Like L1, this holds state in CPU RAM. Unlike L1, it frees 100% of GPU memory
(L1 keeps ~500 MiB for CUDA context) and preserves full state.
For TP>1, llmux coordinates NCCL teardown before checkpoint and rebuild after
restore. This requires patched vLLM with `suspend_nccl`/`resume_nccl` support
(included in the Docker image).
**Requirements:**
- `cuda-checkpoint` utility (included in Docker image)
- Root access (or passwordless `sudo` for `cuda-checkpoint`)
- For TP>1: `--enforce-eager` and `--disable-custom-all-reduce` in `extra_args`
#### CRIU checkpoint (level 4)
CRIU checkpointing uses `cuda-checkpoint` and `criu` to snapshot the entire
vLLM process tree to disk, then kill it.
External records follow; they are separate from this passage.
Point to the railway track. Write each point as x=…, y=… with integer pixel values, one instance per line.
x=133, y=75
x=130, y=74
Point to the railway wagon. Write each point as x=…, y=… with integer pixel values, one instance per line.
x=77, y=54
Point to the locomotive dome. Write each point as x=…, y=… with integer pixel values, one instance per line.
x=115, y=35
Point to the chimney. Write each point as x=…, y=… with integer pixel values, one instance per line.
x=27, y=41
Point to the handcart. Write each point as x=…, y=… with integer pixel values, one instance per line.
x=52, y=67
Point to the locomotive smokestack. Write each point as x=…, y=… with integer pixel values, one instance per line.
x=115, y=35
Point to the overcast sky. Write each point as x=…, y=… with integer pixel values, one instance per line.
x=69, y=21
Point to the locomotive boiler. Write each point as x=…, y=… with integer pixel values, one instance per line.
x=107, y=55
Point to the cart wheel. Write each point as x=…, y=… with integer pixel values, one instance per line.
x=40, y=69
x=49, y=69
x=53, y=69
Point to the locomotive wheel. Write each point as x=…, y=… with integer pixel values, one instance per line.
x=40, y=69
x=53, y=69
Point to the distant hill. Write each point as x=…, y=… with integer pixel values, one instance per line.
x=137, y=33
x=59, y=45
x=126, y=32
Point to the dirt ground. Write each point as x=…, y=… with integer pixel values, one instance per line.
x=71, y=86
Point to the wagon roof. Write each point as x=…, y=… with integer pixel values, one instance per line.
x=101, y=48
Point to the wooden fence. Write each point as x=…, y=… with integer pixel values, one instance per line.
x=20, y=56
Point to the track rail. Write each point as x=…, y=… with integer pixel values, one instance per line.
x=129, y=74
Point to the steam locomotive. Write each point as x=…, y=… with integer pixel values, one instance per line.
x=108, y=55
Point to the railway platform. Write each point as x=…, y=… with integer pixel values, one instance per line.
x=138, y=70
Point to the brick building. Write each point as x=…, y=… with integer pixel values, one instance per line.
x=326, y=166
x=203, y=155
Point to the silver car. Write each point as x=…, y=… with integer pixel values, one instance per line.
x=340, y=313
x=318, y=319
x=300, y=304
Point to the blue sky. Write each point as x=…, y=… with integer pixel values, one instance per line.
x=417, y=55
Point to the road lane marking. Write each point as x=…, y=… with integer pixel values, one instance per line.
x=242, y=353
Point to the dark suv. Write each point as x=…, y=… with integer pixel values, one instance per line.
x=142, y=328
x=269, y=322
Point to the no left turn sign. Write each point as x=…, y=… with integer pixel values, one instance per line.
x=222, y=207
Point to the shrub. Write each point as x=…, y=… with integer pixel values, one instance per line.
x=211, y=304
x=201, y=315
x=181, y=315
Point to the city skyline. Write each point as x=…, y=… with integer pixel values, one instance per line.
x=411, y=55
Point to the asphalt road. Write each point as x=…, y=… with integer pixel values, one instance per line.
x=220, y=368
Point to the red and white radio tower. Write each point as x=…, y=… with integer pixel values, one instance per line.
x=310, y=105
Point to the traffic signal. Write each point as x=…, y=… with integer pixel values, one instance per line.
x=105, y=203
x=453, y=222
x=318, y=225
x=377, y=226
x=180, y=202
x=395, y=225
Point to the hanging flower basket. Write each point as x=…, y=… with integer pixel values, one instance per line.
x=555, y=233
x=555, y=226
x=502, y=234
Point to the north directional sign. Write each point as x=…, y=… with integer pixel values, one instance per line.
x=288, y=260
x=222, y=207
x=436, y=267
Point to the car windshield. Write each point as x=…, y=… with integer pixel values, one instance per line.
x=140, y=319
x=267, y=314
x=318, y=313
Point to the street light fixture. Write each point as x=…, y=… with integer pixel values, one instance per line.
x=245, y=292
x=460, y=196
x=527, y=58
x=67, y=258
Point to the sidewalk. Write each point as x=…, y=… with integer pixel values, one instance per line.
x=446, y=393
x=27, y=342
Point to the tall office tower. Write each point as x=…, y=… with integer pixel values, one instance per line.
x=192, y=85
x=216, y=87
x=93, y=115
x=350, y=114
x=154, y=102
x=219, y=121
On restore, CRIU brings the process
back with all state intact — including GPU VRAM contents, KV cache, CUDA
graphs, and the warmed memory allocator. First inference after restore is ~30ms
(no warmup needed).
**Requirements:**
- CRIU 4.x with the CUDA plugin (`libcuda_plugin.so`) (included in Docker image)
- `cuda-checkpoint` utility (included in Docker image)
- Root access (or passwordless `sudo` for `criu` and `cuda-checkpoint`)
- vLLM process must not use `io_uring` or `libuv` (set automatically)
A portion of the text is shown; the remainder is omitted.